Alphabet designed home security system with the help of former burglars

  • Alphabet's Nest unit paid "former burglars," as well as police, to help with design of new home security system
  • The maker of internet-connected devices spend several years developing Nest Secure, an effort launched by former CEO Tony Fadell
  • Fadell, a former Apple exec criticized for his combative management style, 'kicked people in the ass sometimes,' one Nest executive said

Alphabet's Nest unit designed its home security system with the help of police and "former burglars" during a years-long development process begun under former CEO Tony Fadell, company executives said.

"We brought in a whole bunch of former burglars," Nest general manager Michele Chambers Turner told a room full of media gathered in San Francisco for the unveiling of Nest Secure.

The company asked the thieves questions like, "How do you case a house?" and "How did you break in?" and used their replies to help design the system, Turner said during the presentation, which also included video footage of an arrest of a home burglar.

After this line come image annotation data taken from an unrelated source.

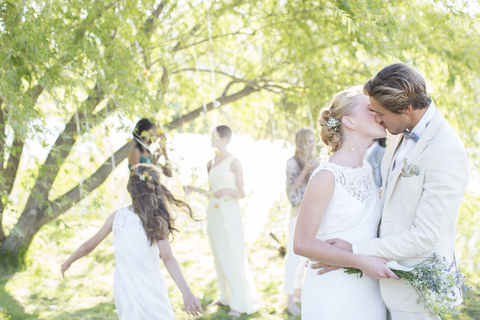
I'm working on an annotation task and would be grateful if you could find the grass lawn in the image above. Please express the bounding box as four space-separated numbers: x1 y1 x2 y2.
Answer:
0 220 480 320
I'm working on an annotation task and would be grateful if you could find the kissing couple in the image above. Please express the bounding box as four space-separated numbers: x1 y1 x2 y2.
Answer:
294 63 469 320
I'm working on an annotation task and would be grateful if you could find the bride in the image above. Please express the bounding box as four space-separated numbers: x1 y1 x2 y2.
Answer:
294 87 398 320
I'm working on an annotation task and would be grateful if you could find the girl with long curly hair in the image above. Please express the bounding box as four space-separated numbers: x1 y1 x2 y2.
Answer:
62 164 201 320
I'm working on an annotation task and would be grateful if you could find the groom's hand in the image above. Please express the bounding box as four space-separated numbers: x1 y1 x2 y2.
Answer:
325 238 353 252
310 262 342 274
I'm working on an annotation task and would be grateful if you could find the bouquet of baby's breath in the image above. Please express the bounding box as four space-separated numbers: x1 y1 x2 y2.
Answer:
345 253 472 316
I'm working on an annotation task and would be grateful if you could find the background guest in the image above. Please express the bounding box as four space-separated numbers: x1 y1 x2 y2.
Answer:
128 118 172 177
283 128 319 315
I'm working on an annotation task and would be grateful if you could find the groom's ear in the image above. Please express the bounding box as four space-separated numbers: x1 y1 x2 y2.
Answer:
342 116 355 130
402 104 413 116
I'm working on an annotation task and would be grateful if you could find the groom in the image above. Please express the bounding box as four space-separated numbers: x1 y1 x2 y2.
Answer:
312 63 469 320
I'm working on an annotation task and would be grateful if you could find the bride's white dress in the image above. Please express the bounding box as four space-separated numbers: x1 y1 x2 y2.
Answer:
302 161 386 320
112 207 175 320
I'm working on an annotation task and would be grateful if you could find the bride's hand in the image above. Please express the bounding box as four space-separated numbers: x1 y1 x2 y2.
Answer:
310 262 343 275
325 238 353 252
359 256 400 280
183 291 202 316
62 261 72 278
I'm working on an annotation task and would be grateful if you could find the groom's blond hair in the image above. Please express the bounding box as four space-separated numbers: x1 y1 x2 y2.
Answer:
363 63 431 113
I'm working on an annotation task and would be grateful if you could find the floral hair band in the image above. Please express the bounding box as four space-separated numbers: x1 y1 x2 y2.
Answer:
139 171 152 181
327 116 340 131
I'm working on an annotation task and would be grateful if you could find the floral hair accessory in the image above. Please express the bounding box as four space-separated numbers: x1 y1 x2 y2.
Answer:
139 171 152 181
327 116 340 131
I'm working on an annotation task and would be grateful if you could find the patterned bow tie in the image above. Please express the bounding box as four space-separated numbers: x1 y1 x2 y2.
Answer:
403 130 419 143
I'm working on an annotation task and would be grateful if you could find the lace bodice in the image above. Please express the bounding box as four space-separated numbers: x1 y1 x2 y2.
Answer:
312 161 381 243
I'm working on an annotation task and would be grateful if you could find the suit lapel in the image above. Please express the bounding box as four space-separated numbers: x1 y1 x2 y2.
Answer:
381 134 403 203
382 110 445 207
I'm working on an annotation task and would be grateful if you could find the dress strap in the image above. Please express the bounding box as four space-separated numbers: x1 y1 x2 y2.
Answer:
308 162 337 185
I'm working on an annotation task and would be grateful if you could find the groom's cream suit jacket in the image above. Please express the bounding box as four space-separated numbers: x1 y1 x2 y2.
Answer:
356 110 470 312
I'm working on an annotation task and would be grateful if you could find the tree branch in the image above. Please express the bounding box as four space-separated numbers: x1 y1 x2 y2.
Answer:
47 141 135 221
171 68 251 85
0 85 43 242
143 1 167 37
173 27 258 52
165 86 260 130
24 84 104 216
75 1 119 43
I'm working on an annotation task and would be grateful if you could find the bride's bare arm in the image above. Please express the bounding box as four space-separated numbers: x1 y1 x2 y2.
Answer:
293 170 398 279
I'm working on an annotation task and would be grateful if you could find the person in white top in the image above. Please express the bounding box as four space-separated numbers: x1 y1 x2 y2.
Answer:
62 164 202 320
293 87 396 320
283 128 319 315
313 63 470 320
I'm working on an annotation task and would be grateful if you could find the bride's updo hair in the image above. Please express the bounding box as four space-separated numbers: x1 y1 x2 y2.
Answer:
318 86 364 152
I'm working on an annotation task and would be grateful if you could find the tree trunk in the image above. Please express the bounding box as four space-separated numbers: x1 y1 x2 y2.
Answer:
0 86 260 272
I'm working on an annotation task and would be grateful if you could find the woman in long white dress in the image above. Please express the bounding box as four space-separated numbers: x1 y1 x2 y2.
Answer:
283 128 318 315
62 164 202 320
202 126 260 317
294 87 398 320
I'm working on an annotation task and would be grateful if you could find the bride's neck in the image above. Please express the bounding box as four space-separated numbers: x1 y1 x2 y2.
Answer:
330 139 370 168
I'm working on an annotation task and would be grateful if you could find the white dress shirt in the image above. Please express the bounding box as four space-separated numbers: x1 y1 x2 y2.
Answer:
363 141 378 160
392 100 437 170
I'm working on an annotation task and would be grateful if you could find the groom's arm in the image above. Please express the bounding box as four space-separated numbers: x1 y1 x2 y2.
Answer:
353 148 469 260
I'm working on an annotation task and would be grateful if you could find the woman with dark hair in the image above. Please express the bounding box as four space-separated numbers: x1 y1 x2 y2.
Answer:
61 164 202 320
185 126 260 317
128 118 172 177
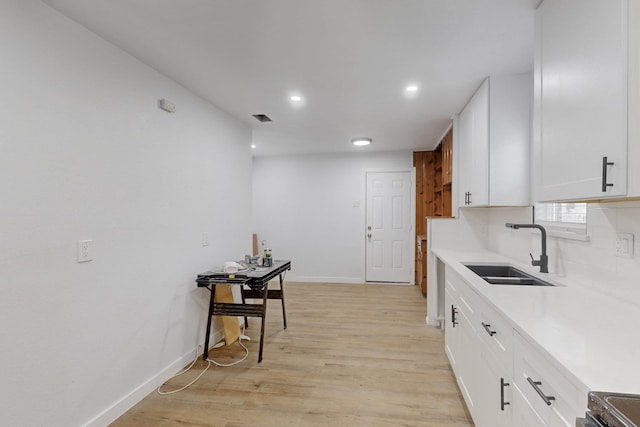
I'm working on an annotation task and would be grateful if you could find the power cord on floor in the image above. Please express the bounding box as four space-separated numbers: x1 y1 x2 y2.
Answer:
156 325 251 395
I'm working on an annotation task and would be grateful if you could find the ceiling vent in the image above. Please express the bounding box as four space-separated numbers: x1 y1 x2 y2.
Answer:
253 114 272 123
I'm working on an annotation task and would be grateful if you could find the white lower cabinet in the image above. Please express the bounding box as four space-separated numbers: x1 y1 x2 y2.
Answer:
445 266 584 427
514 331 584 427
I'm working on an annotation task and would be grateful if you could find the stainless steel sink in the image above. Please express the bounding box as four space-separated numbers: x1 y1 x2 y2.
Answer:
588 391 640 427
466 264 555 286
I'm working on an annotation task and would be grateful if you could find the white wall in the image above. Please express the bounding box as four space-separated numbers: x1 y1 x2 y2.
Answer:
253 152 413 283
0 0 251 426
468 201 640 301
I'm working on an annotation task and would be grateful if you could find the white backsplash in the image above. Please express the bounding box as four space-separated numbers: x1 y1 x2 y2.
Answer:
461 201 640 303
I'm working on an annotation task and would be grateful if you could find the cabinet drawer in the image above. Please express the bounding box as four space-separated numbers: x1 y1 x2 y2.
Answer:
477 301 513 370
445 270 481 329
513 332 584 427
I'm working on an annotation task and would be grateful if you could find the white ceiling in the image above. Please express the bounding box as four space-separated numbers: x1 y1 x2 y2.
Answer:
44 0 540 156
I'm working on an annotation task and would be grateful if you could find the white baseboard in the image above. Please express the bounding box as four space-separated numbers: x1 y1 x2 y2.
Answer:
84 326 228 427
287 275 365 283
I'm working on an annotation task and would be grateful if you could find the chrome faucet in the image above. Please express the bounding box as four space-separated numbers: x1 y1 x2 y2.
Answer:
505 222 549 273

The arrest was genuine, not staged, Nest product marketing director Maxime Veron told CNBC after the presentation.

A woman adjusts her Nest Secure alarm system. 
A woman adjusts her Nest Secure alarm system. 

Both the former burglars and police who were consulted on the system's design were "mainly volunteers" who were nevertheless paid for their time, Veron said in an interview.

The system, which includes motion sensors, cameras and a device called Nest Guard that oversees it, will ship in November.

The company was working on Nest Secure "for several years," said Veron, which means it began under co-founder and former CEO Fadell, who left his leadership role in mid-2016.

Alphabet (formerly Google) acquired Nest for $3.2 billion in cash in early 2014.

Veron defended Fadell, his former boss, for his leadership style. "When you're trying to ship a product, you need a charismatic person to kick people in the ass sometimes," Veron told CNBC.

All of the products the company showed Wednesday were conceived under Fadell's leadership, "except one," said Veron, who declined several times to identify the product.